Saliency-driven Class Impressions for Feature Visualization of Deep Neural Networks
This work addresses the need for interpretable AI in critical applications by providing a method to visualize essential classification features, though it is incremental as it builds on existing visualization techniques.
The paper tackles the problem of visualizing discriminative features in deep neural networks by proposing a saliency-driven, data-free method that extracts single-object class impressions, resulting in clearer and higher-confidence visualizations compared to existing methods that produce cluttered images.
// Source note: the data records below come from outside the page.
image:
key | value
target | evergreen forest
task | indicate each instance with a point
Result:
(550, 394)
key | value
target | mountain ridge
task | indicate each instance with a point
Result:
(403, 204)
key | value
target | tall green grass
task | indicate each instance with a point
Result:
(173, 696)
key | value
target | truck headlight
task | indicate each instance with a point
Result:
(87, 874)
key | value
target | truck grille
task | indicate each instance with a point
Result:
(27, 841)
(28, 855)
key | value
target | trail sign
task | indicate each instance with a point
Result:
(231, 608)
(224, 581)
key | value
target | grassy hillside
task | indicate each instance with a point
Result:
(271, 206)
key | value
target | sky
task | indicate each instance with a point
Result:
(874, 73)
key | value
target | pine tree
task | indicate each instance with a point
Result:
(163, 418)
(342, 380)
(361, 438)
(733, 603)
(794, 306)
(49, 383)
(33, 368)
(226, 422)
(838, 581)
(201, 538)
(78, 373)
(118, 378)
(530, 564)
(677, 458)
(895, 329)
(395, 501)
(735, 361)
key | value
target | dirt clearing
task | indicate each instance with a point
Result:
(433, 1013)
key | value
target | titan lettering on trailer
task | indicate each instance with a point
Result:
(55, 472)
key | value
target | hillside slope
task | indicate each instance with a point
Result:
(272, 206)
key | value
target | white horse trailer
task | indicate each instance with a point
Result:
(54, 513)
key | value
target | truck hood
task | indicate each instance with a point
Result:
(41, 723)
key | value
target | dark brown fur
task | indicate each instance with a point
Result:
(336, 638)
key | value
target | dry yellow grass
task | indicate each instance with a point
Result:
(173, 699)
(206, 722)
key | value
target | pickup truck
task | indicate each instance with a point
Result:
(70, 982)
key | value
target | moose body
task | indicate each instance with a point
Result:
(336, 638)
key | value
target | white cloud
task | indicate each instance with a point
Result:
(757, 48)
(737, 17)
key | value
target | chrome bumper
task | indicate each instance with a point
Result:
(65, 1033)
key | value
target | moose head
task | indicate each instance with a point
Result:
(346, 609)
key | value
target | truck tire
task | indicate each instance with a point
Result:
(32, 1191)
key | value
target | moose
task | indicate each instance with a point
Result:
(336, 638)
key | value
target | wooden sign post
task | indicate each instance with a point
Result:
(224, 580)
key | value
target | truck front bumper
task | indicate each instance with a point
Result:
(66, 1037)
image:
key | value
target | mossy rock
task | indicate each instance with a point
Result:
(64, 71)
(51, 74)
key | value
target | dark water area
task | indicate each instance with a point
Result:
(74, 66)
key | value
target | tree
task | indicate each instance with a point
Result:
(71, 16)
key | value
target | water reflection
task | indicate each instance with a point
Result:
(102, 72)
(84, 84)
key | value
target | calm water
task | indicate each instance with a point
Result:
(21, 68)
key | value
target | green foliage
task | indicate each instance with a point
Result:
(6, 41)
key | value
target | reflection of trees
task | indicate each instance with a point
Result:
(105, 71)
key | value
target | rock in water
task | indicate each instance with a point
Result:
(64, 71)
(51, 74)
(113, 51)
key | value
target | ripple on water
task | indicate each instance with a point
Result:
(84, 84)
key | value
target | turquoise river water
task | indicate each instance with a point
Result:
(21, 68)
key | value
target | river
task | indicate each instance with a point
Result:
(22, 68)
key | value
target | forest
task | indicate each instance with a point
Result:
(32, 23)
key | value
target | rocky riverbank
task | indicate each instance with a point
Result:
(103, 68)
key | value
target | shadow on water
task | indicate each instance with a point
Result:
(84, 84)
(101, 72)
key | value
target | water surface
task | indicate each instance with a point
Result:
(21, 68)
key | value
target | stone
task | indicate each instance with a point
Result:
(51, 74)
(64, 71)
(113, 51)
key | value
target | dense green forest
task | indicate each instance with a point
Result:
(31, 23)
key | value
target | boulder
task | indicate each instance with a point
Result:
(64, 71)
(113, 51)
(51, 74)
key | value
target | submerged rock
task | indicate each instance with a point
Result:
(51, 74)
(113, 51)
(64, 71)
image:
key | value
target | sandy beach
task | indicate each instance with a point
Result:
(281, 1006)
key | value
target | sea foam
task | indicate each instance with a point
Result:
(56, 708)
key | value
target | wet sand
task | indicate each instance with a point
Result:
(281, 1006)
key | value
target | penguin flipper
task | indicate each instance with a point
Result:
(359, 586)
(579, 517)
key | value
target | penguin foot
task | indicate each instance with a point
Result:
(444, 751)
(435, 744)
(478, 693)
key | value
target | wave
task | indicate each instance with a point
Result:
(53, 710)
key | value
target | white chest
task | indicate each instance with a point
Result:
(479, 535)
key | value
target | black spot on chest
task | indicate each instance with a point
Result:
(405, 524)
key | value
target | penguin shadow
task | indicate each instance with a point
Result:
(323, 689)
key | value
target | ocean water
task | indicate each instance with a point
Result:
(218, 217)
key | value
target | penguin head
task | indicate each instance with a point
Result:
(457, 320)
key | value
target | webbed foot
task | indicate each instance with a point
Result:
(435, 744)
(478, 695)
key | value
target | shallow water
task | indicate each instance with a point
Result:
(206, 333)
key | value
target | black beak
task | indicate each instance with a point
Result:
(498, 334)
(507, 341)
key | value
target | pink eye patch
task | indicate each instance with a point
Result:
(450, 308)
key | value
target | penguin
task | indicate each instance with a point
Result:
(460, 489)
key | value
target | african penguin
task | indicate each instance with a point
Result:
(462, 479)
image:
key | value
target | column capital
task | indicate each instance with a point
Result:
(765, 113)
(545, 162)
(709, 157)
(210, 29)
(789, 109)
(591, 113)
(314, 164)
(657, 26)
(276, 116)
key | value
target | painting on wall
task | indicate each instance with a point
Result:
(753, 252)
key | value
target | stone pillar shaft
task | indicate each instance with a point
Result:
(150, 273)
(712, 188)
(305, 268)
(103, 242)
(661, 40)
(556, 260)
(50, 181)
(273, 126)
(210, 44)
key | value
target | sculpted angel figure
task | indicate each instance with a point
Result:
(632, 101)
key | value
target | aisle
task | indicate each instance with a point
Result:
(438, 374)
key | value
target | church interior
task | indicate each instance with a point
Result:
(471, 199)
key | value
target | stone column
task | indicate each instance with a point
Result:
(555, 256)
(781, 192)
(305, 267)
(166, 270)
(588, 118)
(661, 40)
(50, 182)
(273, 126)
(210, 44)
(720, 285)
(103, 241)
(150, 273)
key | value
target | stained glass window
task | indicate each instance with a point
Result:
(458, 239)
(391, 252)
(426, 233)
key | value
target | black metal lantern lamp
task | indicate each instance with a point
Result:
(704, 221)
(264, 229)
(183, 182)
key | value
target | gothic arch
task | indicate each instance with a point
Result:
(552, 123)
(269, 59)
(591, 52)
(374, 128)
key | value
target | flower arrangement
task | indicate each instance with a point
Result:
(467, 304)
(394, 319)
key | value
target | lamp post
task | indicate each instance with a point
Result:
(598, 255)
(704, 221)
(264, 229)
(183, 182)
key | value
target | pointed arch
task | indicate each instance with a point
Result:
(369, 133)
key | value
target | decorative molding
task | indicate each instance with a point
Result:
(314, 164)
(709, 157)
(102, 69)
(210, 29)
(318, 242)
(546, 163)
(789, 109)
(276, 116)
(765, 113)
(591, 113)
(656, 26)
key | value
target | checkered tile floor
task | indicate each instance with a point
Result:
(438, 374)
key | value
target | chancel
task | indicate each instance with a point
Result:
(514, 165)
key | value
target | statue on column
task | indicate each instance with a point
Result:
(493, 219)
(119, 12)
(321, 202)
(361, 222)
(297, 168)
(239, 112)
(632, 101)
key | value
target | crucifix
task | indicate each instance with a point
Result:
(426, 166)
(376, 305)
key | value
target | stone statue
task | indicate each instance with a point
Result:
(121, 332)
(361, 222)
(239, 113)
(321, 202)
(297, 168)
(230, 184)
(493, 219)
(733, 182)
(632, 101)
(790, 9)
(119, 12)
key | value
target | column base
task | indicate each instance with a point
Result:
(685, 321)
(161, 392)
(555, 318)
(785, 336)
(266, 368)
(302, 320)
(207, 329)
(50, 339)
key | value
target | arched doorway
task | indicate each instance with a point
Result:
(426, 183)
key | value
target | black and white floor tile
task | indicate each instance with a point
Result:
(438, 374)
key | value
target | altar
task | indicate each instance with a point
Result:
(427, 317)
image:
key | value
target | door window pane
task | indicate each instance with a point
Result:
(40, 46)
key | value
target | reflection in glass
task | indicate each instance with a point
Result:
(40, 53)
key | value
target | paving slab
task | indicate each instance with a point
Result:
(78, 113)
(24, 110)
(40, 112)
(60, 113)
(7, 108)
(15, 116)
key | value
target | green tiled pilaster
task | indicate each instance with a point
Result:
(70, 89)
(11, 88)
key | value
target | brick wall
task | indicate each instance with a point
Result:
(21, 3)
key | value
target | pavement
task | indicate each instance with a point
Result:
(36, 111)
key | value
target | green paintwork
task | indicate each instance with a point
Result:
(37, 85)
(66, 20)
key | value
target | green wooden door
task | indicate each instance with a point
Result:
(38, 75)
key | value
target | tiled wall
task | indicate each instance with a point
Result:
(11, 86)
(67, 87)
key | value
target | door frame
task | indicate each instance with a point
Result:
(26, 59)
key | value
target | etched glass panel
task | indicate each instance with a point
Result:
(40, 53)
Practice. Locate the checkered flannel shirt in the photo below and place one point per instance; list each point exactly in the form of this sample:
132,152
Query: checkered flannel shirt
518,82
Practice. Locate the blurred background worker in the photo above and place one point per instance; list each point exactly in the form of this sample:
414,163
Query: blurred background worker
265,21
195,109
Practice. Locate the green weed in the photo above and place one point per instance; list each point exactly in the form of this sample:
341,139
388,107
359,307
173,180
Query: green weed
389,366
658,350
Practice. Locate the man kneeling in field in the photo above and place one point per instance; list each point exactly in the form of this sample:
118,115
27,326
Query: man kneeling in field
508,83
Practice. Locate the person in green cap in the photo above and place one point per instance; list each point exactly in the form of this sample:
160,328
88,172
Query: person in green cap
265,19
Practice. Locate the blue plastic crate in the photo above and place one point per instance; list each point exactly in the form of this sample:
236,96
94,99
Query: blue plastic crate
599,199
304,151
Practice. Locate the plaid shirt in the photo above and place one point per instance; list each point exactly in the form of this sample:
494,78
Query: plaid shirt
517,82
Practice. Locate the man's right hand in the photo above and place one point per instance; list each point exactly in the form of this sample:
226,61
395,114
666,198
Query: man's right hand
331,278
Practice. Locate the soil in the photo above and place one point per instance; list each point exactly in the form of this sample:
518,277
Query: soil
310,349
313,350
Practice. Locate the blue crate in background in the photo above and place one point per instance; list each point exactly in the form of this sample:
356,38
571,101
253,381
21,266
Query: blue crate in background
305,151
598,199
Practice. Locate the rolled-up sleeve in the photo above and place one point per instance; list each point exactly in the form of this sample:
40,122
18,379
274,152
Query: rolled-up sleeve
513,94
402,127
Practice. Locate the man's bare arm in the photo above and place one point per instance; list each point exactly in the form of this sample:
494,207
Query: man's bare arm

In this paper, we propose a data-free method of extracting Impressions of each class from the classifier's memory. The Deep Learning regime empowers classifiers to extract distinct patterns (or features) of a given class from training data, which is the basis on which they generalize to unseen data. Before deploying these models on critical applications, it is advantageous to visualize the features considered to be essential for classification. Existing visualization methods develop high confidence images consisting of both background and foreground features. This makes it hard to judge what the crucial features of a given class are. In this work, we propose a saliency-driven approach to visualize discriminative features that are considered most important for a given task. Another drawback of existing methods is that confidence of the generated visualizations is increased by creating multiple instances of the given class. We restrict the algorithm to develop a single object per image, which helps further in extracting features of high confidence and also results in better visualizations. We further demonstrate the generation of negative images as naturally fused images of two or more classes.